What will trace-in activities look like for this response?
- By June 2017, approximately 200 herds will be identified as trace-in herds. These herds will be between September 2017 and February 2018. Herds will be placed under quarantine as individual farms are tested.
- In June 2017, producers will be contacted to advise them that one or more of their herds may have been implicated in the current bovine TB response and we will be contacting them to conduct an in depth epidemiological interview.
- In July 2017, the trace-in herd list will be confirmed and the CFIA will start to schedule testing dates with producers.
- From September 2017 to February 2018, approximately 10 trace-in herds will be placed under quarantine each week and testing of these herds will be initiated.
- Most quarantines are expected to be in place for approximately four weeks.
- It is expected that a total of approximately 60,000 animals will be placed under quarantine over the course of the testing period. It is anticipated that and approximately 200 of these will be ordered destroyed (with compensation) and undergo additional testing. Over 500 animals were ordered destroyed as part of the trace-out activities.
Why conduct trace-in activities?
Determine the source of infection
- Although an exact determination of the source of infection is not always possible, the trace-in activities reduce the risk of undetected bovine TB within Canada's livestock population.
- Trace-in activities also can help determine if bovine TB program adjustments are required in areas such as import controls, encouraging improved biosecurity measures and managing the potential risks associated with infected wildlife.
Protecting animals by limiting the spread and eradicating the disease
- The CFIA has a mandate to prevent the introduction and spread of federally reportable diseases in Canadian livestock and poultry.
- Canada's bovine TB eradication program protects the health cattle and other livestock by reducing the risk of exposure to the disease
- Testing is the only way to eliminate animals as the possible source of infection and reduce the risk of additional outbreaks.
- The disease is slow taking months or years to kill an infected animal, and can remain dormant for years in animals without causing any symptoms, so an animal can spread the disease to herd mates before it shows any symptoms.

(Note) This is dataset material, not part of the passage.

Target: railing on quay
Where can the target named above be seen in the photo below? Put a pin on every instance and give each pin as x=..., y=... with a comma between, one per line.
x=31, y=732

Maintain access to export markets
- Canada exports about half the beef it produces, with the U.S. being Canada's largest customer. Canadian beef is sold in over 70 countries around the world.
- Canada's bovine TB free status supports market access for Canadian animals and beef products for a sector worth more than $20 billion annually to the Canadian economy.
- Demonstrating an effective disease response plays an important role in maintaining market access.
Satisfy Canadian OIE obligations
- Bovine TB is internationally recognized as a serious disease listed with the World Organization for Animal Health (OIE) and is a federally reportable disease under the Health of Animals Act.
- As an OIE member, Canada respects the OIE codes, including the Terrestrial Animal Health Code which is used by veterinary authorities of importing and exporting countries to prevent the transfer of disease by the international trade of animals.
- Once the investigation is concluded, Canada prepares an outbreak investigation report to inform trading partners that appropriate disease control measures have been implemented and will note the source of the outbreak if it has been identified.
Maintain Canada's reputation as a science based regulator
- CFIA is respected around the world as a science-based regulator because our system applies rigorous standards to prevent the introduction and spread of animal disease.